Apple researchers develop AI that can ‘see’ and understand screen context


Apple researchers have developed a new artificial intelligence system that can understand ambiguous references to on-screen entities as well as conversational and background context, enabling more natural interactions with voice assistants, according to a paper published on Friday.

The system, called ReALM (Reference Resolution As Language Modeling), leverages large language models to convert the complex task of reference resolution — including understanding references to visual elements on a screen — into a pure language modeling problem. This allows ReALM to achieve substantial performance gains compared to existing methods.

“Being able to understand context, including references, is essential for a conversational assistant,” wrote the team of Apple researchers. “Enabling the user to issue queries about what they see on their screen is a crucial step in ensuring a true hands-free experience in voice assistants.”

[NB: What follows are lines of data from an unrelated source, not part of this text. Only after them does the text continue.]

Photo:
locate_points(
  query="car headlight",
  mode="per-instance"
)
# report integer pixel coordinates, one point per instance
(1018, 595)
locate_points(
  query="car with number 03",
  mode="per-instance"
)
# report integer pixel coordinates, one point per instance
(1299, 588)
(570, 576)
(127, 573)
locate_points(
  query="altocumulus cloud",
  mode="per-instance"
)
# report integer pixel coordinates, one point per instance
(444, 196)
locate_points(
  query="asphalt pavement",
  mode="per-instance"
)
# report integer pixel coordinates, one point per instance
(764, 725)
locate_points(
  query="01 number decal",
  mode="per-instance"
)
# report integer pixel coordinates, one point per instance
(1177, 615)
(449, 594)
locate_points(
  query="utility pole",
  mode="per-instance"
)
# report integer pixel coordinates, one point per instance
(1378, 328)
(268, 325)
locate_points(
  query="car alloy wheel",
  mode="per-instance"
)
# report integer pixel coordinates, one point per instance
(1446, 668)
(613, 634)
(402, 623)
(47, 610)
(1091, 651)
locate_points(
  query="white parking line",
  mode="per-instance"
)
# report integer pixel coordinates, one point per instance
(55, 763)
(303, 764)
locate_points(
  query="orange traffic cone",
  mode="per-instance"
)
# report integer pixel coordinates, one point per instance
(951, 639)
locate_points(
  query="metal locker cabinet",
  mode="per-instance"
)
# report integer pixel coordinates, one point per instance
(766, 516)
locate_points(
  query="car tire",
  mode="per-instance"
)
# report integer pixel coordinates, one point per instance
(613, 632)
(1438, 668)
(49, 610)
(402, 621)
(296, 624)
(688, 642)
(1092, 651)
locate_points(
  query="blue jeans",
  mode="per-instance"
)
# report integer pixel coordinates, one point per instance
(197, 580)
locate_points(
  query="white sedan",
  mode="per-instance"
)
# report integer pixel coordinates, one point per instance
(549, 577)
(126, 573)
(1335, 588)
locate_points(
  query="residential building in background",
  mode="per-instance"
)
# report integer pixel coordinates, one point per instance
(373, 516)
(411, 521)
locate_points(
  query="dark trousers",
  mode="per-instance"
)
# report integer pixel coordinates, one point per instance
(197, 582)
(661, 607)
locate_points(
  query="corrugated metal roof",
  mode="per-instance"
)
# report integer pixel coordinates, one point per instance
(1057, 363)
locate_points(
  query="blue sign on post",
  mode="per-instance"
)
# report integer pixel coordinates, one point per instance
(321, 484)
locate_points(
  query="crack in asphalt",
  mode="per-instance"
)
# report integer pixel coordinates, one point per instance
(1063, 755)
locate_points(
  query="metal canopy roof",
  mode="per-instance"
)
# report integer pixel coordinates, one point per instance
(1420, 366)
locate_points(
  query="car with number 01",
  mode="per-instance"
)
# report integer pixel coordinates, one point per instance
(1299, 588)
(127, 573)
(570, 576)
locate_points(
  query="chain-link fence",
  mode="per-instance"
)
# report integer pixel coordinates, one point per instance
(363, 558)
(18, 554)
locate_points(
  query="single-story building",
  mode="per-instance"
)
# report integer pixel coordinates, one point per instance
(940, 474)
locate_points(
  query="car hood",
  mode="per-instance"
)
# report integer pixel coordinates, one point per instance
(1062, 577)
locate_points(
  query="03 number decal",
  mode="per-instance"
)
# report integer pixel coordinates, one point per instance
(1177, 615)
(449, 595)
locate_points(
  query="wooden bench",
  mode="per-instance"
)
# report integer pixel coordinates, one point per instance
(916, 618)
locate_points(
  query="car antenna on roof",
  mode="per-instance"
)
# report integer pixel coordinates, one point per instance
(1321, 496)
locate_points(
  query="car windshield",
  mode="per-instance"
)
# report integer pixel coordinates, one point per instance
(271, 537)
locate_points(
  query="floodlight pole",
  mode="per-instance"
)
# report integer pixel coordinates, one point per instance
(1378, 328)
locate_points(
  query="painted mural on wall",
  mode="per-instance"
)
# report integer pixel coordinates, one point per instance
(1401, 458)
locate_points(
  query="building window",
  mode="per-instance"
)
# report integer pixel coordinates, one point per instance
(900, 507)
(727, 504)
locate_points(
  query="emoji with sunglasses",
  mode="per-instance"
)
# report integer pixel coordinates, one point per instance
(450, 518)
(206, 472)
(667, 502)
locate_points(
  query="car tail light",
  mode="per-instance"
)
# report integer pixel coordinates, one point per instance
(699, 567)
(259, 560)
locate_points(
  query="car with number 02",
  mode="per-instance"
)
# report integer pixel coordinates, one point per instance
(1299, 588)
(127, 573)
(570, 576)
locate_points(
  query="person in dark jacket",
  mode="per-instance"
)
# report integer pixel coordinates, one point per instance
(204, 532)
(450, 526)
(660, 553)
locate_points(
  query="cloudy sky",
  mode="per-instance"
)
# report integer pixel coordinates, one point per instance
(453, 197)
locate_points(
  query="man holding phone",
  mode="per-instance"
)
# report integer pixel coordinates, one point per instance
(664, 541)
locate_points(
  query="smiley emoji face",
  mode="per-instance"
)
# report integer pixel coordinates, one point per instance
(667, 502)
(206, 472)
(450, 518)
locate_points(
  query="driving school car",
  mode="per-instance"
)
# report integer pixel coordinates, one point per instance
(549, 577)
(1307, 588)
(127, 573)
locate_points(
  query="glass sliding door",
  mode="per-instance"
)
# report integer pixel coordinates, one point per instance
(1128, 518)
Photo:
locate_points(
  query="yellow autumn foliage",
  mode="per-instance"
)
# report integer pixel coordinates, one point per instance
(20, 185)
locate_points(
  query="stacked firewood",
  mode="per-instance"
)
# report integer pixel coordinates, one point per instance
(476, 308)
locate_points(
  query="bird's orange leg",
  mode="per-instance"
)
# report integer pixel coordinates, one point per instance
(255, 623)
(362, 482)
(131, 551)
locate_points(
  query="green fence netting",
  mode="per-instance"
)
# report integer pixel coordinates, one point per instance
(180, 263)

Enhancing conversational assistants

To tackle screen-based references, a key innovation of ReALM is reconstructing the screen using parsed on-screen entities and their locations to generate a textual representation that captures the visual layout. The researchers demonstrated that this approach, combined with fine-tuning language models specifically for reference resolution, could outperform GPT-4 on the task.

“We demonstrate large improvements over an existing system with similar functionality across different types of references, with our smallest model obtaining absolute gains of over 5% for on-screen references,” the researchers wrote. “Our larger models substantially outperform GPT-4.”

Practical applications and limitations

The work highlights the potential for focused language models to handle tasks like reference resolution in production systems where using massive end-to-end models is infeasible due to latency or compute constraints. By publishing the research, Apple is signaling its continuing investments in making Siri and other products more conversant and context-aware.

Still, the researchers caution that relying on automated parsing of screens has limitations. Handling more complex visual references, like distinguishing between multiple images, would likely require incorporating computer vision and multi-modal techniques.